Josemaría León Lara

La carrera presidencial de los Estados Unidos oficialmente ha comenzado, toda vez que tanto el Partido Republicano como el Demócrata han nombrado a sus abanderados, mismos que se postulan para suceder a Barack Obama como el mandatario o la mandataria del país más poderoso del mundo. Las elecciones primarias ahora son cosa del pasado, y una vez concluidas las convenciones nacionales de cada partido respectivamente, la señora Clinton y Donald Trump son oficialmente contrincantes.

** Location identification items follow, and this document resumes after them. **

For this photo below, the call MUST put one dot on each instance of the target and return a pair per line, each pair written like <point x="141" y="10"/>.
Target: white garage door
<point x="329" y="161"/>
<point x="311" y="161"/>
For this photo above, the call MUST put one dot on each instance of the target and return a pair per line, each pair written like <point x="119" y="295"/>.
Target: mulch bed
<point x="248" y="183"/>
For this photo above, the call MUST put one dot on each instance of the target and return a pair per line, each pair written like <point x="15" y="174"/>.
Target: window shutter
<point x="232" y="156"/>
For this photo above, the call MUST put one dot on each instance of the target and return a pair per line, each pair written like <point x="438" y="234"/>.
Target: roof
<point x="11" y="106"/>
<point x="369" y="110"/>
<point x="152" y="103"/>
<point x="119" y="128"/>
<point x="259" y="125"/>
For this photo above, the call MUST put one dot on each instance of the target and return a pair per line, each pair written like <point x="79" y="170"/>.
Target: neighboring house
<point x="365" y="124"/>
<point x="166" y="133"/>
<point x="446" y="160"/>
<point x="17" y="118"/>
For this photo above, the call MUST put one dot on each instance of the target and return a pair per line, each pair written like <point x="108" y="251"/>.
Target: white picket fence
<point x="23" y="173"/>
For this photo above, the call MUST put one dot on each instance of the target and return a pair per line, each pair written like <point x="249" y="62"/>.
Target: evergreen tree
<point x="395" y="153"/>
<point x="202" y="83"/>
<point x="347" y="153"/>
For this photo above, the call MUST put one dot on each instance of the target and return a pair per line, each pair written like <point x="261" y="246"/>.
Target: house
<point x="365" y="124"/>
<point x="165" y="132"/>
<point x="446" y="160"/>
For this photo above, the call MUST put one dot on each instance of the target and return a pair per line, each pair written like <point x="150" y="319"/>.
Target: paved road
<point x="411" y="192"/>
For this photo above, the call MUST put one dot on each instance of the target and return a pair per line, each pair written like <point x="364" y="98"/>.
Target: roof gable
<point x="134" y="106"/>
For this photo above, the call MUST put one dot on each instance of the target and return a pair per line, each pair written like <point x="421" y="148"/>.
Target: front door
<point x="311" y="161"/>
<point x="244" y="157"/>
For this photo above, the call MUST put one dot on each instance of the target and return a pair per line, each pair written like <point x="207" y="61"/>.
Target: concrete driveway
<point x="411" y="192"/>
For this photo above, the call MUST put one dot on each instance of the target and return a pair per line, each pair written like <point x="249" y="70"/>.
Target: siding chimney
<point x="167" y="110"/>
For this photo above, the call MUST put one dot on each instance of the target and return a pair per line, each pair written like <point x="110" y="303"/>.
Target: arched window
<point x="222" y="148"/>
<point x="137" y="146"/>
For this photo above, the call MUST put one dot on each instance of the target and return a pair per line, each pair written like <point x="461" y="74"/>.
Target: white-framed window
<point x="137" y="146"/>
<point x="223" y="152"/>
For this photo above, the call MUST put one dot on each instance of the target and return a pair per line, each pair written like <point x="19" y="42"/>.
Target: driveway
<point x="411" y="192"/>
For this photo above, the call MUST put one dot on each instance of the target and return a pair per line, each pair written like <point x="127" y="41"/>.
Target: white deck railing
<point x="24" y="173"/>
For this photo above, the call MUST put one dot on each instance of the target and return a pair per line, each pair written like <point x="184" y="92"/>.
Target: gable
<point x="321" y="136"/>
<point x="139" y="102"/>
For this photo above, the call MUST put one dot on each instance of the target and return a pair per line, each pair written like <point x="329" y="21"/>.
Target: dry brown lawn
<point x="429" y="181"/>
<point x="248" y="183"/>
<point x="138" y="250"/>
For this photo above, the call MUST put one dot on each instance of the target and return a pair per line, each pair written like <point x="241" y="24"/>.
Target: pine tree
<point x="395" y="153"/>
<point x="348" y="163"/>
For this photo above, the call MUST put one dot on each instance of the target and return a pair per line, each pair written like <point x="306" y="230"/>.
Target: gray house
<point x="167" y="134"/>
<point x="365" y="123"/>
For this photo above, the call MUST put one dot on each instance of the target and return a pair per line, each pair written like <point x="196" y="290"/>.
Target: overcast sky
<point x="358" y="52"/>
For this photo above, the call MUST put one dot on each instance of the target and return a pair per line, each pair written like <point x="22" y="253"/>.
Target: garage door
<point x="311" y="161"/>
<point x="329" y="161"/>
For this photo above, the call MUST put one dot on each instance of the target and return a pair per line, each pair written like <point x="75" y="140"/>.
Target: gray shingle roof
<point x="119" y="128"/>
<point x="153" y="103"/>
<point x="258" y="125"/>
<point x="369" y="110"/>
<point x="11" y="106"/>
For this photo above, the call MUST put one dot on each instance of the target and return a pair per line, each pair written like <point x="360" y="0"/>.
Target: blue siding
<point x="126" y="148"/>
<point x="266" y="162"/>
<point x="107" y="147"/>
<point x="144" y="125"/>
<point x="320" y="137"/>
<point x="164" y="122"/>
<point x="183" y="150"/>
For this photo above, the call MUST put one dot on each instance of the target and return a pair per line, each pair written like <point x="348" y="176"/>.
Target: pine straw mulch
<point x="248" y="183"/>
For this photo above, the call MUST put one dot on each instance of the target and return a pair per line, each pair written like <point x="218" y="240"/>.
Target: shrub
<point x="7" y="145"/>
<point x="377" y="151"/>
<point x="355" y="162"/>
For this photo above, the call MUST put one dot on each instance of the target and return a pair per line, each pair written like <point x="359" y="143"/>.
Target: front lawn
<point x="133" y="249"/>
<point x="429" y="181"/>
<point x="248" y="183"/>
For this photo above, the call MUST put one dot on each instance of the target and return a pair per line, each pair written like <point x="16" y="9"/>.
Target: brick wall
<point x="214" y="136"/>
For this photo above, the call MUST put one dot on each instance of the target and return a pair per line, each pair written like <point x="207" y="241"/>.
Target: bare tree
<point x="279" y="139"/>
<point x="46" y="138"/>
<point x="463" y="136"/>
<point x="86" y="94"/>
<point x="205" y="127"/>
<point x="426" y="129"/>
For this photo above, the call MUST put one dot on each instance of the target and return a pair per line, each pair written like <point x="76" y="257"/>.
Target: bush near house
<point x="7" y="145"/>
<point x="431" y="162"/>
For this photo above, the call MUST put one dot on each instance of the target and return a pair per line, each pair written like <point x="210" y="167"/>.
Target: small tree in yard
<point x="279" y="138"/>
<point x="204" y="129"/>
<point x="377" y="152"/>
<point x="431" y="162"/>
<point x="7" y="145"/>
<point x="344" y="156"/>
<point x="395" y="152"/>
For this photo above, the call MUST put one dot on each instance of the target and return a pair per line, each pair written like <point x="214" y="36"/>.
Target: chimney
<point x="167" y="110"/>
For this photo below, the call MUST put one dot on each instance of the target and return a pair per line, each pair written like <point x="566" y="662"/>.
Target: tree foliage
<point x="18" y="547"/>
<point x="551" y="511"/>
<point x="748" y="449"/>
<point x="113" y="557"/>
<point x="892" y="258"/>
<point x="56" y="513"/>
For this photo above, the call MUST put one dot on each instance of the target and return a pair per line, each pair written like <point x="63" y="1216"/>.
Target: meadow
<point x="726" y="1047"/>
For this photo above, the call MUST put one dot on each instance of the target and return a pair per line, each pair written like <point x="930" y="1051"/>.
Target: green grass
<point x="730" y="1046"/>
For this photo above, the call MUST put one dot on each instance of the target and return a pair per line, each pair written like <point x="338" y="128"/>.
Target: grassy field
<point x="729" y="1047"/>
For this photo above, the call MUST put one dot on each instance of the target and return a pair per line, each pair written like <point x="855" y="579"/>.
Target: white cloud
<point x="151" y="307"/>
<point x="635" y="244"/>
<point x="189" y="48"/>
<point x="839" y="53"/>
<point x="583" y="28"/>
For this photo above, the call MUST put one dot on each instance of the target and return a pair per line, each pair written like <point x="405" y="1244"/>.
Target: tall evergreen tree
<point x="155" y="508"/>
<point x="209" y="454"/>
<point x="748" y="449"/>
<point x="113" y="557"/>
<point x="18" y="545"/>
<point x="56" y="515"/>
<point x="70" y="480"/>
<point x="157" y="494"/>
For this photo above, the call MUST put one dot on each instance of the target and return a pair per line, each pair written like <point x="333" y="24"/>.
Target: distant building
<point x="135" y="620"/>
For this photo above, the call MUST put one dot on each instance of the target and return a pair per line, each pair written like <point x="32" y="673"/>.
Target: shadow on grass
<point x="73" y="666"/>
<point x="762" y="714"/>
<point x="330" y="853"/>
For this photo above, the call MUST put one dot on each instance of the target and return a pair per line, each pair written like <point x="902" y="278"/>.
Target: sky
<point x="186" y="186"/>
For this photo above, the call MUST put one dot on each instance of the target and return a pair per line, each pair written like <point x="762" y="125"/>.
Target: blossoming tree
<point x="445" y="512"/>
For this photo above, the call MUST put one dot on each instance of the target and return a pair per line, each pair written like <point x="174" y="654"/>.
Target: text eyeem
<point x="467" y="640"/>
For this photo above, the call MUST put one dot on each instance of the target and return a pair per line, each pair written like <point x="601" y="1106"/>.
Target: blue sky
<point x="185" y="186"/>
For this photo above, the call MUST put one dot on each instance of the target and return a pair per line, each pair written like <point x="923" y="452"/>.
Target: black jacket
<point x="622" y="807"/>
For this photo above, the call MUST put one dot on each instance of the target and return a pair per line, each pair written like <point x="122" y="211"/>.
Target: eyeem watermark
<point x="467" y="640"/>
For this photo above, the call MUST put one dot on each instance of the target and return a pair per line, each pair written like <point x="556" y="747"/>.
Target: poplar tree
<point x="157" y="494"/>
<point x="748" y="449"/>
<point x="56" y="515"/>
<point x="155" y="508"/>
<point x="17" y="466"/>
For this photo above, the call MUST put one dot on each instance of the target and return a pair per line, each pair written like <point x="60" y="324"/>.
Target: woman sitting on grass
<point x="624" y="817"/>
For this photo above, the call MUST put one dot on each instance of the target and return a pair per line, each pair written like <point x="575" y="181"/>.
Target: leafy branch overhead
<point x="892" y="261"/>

No es necesario ser muy brillante para darse cuenta que la contienda que se llevará a cabo durante los próximos meses en la Unión Americana, será un camino ciertamente difícil donde las desacreditaciones y la guerra sucia serán el pan de cada día; sin embargo es importante tener en cuenta lo abismalmente distintos que serán los discursos de cada candidato. Por un lado Trump imponiendo el odio, y por otro lado Clinton a favor de las minorías cargando una bandera fuertemente liberal.

A pesar de todos los pros y los contras que puedan tener cualquiera de los dos candidatos, cierto es que el mérito es de la ex Primera Dama y ex Secretaria de Estado, puesto que por primera vez en la historia de su país una mujer es candidata a la presidencia. Cuarenta y cuatro presidentes han gobernado el país de las barras y las estrellas y ahora existe la posibilidad de que por primera vez una mujer los gobierne.

En el año 2008 cuando el actual presidente Obama se perfilaba para la candidatura y después para la presidencia, los grandes escépticos afirmaban que un afroamericano jamás sería el líder de aquella nación.(Qué equivocados estaban!, no solo ganó la elección, si no que logró reelegirse en 2012 para cuatro años más en la Casa Blanca; he aquí el dilema compartido con el pasado y que ahora se presenta)podrá ser una mujer, presidenta de los Estados Unidos? El cambio es posible, visto de cualquier óptica: raza, edad o inclusive género.

No se puede negar que la historia se escribe día tras día, y lo que ha logrado Hillary Clinton es digno de admirarse ya que el empoderamiento de la mujer es una situación que debe convertirse en una constante y no en algo eventual. Casos hay muchos, pero de memoria reciente encontramos a la ex Primer Ministro del Reino Unido Margaret Tatcher, o la actual canciller alemana Angela Merker, por mencionar algunas.

En México también tenemos nuestros ejemplos, como Rosario Ibarra (candidata a la presidencia en dos ocasiones por el PT en 1982 y 1982), Cecilia Soto (candidata a la presidencia por el PT en 1994), Patricia Mercado (en 2006 a través de Partido Alternativa Socialdemócrata y Campesina) y por supuesto la más reciente, Josefina Vázquez Mota (candidata del PAN a la presidencia en el 2012) y muy probablemente en el 2018 a Margarita Zavala Gómez del Campo de Calderón.

Quizá Hillary Clinton tenga una fuerte oportunidad de ser presidenta, pero no sería la primera mujer que habría de gobernar los Estados Unidos; algunos historiadores hacen mención a que durante la presidencia de Ronald Reagan hubo momentos en que las decisiones no eran tomadas por él, si no por su esposa Nancy.

Reconocer el trabajo y la perseverancia de la Señora Clinton es una cosa, y otra muy diferente sentir simpatía con sus ideas y persona. Es difícil que la prensa internacional lo reconozca, pero los ideales ultra liberales de la ahora candidata podrían hacer más daño a la sociedad estadounidense que las idioteces de Trump, y eso algo para considerar.

Para concluir, la activa participación de las mujeres en la vida política de un país, es un factor fundamental para el cambio del paradigma social. Solo a través de una sociedad verdaderamente participativa sin importar condiciones de sexo, creencias, raza etc., se pueden lograr un cambio de fondo. (Nótese que no hago uso de la palabra incluyente, ya habrá un momento para explicarlo).